Judge puts off request to dismiss lawsuit in mystery deaths
By MICHAEL CASEY
Dec. 15, 2017
CONCORD, N.H. (AP) — A New Hampshire judge on Friday put off a decision on whether to dismiss a lawsuit accusing a Vermont man of killing his millionaire grandfather and possibly his mother for the inheritance money.
Nathan Carman has been called a suspect in the 2013 shooting death of 87-year-old real estate developer John Chakalos in Connecticut. No one has been arrested. He also has been questioned about the day his boat sank last year near Rhode Island with his mother onboard. She's presumed dead.
Carman, who was not in court Friday, has denied any involvement in either case.
His mother's three sisters sued in New Hampshire in July, noting Chakalos had New Hampshire driving and boating licenses and that he voted in the state. Known as a slayer lawsuit, their attorney said the family is trying "to prevent Nathan Carman from profiting from the murder of his grandfather."
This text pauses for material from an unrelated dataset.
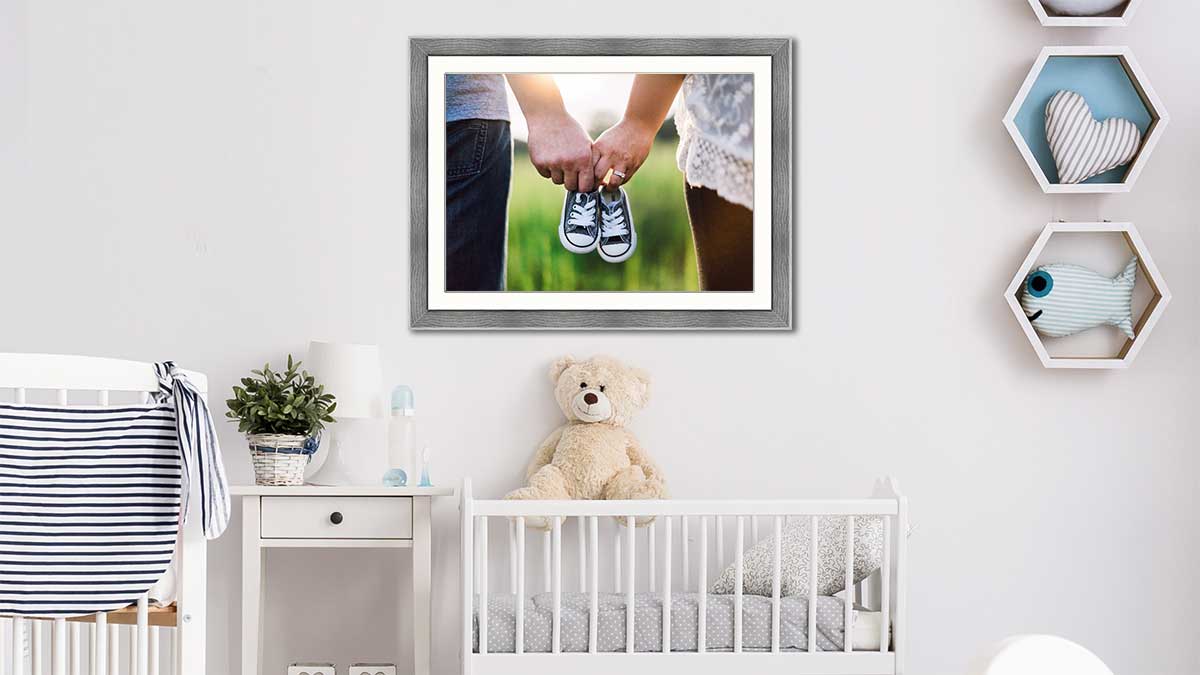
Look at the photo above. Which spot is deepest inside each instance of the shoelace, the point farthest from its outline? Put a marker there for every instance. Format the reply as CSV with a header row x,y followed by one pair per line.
x,y
612,222
583,214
Carman wants the lawsuit dismissed, saying his grandfather wasn't a resident of New Hampshire at the time of his death.
Attorneys for the sisters also are calling for additional documents related to the case to remain sealed. They argued in court that the documents could impede the investigation and bring unwanted media attention to anyone named in them.
Judge David King said he would take the request under advisement. He didn't rule on the request to dismiss the lawsuit, saying he would give the two sides several more months to collect information before returning to update him.
"The family is very happy that we are moving forward with discovery in this matter," the sisters' attorney, Dan Small, told reporters. "There are a lot of questions without answers and a lot of answers without justice."
In July, the sisters filed a lawsuit in New Hampshire accusing Carman of killing Chakalos and possibly Carman's mother. They've asked a judge to block Carman from collecting money from his grandfather's estate. Chakalos left more than $29 million to his four daughters, including Carman's mother Linda, and $7 million of that money could go to Carman.
Small has said all the evidence points to Carman as the killer. If the family wins the lawsuit, Small has said any money that would have gone to Carman would go to investigate the deaths.